There are Chanel adverts; jewellery adverts. "It's very obsessional," she admits, flicking the pages to reveal pictures of Will Young ("I think he is lovely"), Jessica Simpson ("I didn't know who she was. It is the bottom. I look at other people's bodies and I make sure I look like theirs"), Christina Aguilera ("Because of the hair; I am growing my hair curlier"), Sharon Stone ("I like her watch"), and Richard and Judy ("Because we are planning on going on there"). Also in the book are cuttings of Big Brother 5 winner Nadia ("She represents transsexuals"), and Robbie Williams, whom she met briefly ("He's the only thing I have a weakness for. The first thing I saw when I woke up from the operation was flowers from him with a card saying, 'Well done, babe!'"). But as well as that there are pages filled with Lauren's repetitive scribbles of things she would like to happen. One page begs the phone to ring as it might bring an offer of work. Some pages are covered in handwritten positive-reinforcement phrases - "Think of yourself only as you want to be" / "I am" - scribbled over and over and over and over on the page. Why is the sum of £1,000 circled in blue biro at the bottom of one the pages? "I want £1,000," she replies, like it should be obvious.
"Have a scrapbook and put the things you want in it and visualise it and you will get it," she advises. "Why do you think I am here today? What you do is use your subconscious mind to focus on what you want. This works. I study metaphysics. I know all about it. It is all about the mind. It's a big word for lots of things. Metaphysics basically, the most important part of metaphysics, is the subconscious. I'm a bit of a white witch, knowing about lots of the subconscious," she says, before explaining that one of the reasons it is so important to be positive all the time is that the subconscious only has the mind of a 12-year-old. "It believes everything it is told," she says. "That is why sometimes you will say something like, 'I am such a jerk' and your subconscious won't think you are pretending and it will believe it. And then you will believe it and you will end up being a jerk," she explains, before wandering off on a highly libellous diversion.

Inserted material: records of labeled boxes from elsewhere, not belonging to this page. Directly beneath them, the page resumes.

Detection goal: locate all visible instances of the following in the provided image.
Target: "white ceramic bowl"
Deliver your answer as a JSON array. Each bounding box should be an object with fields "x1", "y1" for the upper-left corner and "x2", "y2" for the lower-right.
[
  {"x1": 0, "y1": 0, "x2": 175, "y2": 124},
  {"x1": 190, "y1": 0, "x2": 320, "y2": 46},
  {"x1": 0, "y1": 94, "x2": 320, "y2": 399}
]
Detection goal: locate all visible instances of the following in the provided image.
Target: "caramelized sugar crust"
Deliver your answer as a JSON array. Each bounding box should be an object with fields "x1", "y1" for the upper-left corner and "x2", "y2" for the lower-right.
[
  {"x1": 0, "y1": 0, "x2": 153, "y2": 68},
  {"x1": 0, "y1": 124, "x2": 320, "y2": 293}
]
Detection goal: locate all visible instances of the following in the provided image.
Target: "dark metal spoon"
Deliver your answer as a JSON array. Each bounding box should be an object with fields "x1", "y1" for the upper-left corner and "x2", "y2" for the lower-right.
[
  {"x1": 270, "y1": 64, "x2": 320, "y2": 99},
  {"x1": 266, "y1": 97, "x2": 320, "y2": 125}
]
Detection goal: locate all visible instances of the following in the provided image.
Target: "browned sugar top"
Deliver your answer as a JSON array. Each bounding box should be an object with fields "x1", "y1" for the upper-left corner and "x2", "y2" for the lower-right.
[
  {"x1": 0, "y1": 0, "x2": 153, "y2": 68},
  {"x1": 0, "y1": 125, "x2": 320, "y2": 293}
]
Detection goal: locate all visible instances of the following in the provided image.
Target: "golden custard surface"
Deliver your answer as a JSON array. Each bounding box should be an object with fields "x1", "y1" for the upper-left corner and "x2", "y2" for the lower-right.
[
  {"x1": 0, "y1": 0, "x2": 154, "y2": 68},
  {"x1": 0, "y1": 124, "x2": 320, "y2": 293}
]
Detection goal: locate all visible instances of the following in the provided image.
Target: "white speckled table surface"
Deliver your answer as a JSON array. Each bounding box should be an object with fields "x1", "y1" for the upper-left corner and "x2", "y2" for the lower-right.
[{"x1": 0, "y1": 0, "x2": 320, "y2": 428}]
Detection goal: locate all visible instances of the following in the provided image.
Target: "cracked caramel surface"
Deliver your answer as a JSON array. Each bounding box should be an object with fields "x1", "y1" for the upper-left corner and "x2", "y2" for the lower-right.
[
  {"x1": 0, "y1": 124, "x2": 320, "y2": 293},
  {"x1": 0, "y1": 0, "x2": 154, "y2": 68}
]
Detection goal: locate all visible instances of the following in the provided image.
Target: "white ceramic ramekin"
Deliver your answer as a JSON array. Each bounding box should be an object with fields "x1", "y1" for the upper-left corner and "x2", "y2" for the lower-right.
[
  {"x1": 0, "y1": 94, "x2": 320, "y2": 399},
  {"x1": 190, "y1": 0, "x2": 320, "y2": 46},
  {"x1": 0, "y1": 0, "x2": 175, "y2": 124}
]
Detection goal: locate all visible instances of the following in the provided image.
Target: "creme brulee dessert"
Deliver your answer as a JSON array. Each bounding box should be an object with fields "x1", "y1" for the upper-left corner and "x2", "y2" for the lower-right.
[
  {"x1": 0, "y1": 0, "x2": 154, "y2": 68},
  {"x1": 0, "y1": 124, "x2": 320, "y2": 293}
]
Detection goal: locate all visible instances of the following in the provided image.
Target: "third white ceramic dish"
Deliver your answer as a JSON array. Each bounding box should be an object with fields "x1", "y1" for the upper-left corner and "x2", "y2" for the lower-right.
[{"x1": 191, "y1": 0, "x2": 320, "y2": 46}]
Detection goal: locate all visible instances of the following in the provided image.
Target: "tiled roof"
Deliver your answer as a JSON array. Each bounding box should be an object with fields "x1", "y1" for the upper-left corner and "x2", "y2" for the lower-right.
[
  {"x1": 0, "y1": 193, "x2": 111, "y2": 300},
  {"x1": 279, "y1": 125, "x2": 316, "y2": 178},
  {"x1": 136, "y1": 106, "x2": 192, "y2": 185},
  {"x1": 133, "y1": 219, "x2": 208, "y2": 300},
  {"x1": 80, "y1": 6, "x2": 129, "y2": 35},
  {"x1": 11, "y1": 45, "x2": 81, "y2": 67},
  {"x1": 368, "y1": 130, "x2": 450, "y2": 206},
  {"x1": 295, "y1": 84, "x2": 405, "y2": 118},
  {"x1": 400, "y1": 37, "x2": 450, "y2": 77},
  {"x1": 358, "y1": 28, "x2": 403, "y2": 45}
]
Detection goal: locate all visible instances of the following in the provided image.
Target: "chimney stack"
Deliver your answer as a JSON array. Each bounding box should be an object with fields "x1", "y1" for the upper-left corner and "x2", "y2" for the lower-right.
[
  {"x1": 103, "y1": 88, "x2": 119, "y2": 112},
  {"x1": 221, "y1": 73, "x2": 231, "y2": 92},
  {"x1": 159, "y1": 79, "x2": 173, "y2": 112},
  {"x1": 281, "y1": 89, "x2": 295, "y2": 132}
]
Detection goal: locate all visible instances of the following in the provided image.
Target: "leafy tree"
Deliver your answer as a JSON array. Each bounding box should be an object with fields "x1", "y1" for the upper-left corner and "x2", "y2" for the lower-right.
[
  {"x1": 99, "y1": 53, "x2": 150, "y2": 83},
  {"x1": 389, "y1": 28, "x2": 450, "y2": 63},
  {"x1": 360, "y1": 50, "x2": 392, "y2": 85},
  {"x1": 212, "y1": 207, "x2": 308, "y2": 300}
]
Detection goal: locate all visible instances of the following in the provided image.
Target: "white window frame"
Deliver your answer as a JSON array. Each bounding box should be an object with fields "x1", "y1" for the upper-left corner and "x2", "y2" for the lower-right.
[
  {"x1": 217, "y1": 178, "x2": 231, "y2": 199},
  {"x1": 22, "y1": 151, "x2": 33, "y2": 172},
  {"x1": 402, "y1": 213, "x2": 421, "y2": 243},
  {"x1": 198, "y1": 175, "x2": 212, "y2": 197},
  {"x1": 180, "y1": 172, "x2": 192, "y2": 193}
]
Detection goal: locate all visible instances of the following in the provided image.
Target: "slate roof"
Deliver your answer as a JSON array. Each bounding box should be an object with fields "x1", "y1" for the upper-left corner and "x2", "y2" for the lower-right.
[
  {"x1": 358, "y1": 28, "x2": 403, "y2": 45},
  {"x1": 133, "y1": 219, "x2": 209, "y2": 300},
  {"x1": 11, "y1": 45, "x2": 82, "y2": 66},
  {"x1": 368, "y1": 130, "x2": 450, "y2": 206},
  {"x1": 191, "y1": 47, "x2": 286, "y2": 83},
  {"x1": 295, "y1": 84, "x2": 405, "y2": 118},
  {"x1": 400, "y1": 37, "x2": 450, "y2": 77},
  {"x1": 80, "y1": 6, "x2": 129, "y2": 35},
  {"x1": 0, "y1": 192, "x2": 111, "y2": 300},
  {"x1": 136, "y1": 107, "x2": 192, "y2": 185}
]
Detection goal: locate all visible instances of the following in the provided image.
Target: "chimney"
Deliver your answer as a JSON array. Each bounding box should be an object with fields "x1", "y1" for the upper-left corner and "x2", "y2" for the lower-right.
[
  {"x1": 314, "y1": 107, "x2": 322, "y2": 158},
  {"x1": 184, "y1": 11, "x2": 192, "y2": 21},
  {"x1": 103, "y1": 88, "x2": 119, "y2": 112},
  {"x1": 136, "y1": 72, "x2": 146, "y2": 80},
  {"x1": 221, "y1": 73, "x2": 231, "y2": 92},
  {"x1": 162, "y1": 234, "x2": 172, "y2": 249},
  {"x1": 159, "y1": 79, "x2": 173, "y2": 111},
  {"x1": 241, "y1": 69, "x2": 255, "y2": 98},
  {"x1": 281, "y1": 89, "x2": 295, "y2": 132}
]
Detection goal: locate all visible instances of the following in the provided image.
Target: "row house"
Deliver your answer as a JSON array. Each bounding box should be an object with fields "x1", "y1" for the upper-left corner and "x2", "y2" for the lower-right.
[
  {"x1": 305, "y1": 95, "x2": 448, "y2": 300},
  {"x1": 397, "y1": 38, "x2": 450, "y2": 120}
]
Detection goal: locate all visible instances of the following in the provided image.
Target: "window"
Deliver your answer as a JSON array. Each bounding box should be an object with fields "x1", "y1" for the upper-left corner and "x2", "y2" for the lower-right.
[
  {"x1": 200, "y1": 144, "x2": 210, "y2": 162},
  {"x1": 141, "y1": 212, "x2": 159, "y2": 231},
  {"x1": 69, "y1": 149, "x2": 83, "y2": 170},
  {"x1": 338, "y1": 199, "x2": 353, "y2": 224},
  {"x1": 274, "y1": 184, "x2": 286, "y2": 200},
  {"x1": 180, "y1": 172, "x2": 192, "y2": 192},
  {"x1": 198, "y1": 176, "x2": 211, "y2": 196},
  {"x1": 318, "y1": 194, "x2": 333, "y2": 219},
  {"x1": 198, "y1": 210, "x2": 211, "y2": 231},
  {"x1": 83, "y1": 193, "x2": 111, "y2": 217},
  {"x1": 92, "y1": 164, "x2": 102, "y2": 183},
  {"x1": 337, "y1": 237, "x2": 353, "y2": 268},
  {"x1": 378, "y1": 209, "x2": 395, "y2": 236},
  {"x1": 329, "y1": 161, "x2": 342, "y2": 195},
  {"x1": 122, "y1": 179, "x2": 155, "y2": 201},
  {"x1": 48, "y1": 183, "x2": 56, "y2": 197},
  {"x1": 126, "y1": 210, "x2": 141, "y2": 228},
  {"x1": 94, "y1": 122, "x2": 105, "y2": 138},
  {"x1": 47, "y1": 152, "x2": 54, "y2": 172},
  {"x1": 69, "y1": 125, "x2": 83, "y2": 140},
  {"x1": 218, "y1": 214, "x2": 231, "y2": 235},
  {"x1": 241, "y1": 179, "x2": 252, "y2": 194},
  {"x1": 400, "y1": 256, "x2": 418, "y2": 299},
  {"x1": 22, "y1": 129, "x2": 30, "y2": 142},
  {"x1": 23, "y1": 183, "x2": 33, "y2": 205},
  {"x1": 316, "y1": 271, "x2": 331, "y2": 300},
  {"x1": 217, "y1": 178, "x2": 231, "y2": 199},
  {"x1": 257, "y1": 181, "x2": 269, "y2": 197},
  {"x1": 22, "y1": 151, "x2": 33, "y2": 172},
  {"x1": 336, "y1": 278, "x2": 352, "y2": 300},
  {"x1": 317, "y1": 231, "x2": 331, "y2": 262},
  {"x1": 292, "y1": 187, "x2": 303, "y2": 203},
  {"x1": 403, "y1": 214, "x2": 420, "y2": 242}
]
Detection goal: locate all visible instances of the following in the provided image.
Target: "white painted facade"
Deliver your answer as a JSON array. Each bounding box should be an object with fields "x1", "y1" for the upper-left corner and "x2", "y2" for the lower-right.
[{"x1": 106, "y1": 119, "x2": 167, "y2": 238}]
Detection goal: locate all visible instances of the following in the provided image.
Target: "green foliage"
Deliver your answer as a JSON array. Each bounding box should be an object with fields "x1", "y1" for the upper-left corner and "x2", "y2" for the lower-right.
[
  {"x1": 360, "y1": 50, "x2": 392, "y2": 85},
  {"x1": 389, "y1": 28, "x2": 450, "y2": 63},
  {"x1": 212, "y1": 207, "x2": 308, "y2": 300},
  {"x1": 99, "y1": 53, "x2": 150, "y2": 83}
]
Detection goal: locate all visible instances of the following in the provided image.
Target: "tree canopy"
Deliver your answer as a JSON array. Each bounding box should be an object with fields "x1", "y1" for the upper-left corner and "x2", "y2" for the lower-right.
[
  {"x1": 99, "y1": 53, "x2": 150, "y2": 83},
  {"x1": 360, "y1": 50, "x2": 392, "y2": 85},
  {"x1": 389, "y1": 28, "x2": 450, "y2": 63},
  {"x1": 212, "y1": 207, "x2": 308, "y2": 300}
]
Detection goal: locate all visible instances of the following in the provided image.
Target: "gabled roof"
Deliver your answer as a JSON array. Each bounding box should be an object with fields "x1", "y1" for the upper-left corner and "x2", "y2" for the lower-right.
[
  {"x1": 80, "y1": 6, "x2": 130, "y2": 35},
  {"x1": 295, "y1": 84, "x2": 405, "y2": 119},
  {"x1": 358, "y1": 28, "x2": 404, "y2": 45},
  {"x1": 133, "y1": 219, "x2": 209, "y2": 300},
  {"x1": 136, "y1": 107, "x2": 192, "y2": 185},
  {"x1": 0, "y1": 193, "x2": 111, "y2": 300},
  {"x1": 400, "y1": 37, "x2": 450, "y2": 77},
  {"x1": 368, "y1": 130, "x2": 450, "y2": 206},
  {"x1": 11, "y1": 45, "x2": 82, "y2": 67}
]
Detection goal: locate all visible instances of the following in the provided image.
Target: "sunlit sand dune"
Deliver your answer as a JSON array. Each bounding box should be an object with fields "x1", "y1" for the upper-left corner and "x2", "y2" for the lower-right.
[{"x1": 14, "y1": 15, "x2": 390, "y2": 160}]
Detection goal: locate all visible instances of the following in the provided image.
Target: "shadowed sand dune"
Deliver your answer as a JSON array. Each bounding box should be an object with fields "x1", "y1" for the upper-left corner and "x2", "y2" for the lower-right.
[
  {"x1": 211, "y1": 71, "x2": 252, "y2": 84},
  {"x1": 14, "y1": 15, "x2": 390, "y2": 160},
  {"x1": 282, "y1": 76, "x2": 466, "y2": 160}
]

Lauren's ultimate dream (other than to appear in Hello!), is the reason she has a picture of Davina McCall on her bedroom wall: to make an appearance on Celebrity Big Brother. But what would transpire, I ask, if they they were to put her in a house with Keith Allen, Frank Skinner, a drawer full of knives and no escape?
"I wouldn't use the knives. I would just enjoy it. I would make their lives a living hell. You see, I do that. When I don't like somebody I can go into their brain and turn all the taps on so the water just floods out of their ears and their nose and their mouth. In the end they just go insane. I only do that in a mental way. And I would be a lady doing it," she smiles.
"And then there is always the sex thing as well. Just look sexy and that will help you," she says, before another libellous accusation about a household name probably having a sex doll with her face on it, and how she understands what made Ozzy Osbourne snort a line of ants.
"If somebody said in a magazine that ants gave you a certain reaction you would snort a line of them. You would, wouldn't you? To be honest with you, if you don't have anything in your cupboard, pills or anything, and you are used to them, you will try anything... from personal experience. I could have probably been convinced to snort a line of ants."
For once, it seems like Lauren isn't a televisual anachronism and her desperation and willingness to do anything could make her a star. Lauren in the jungle snorting ants? Don't bet against it.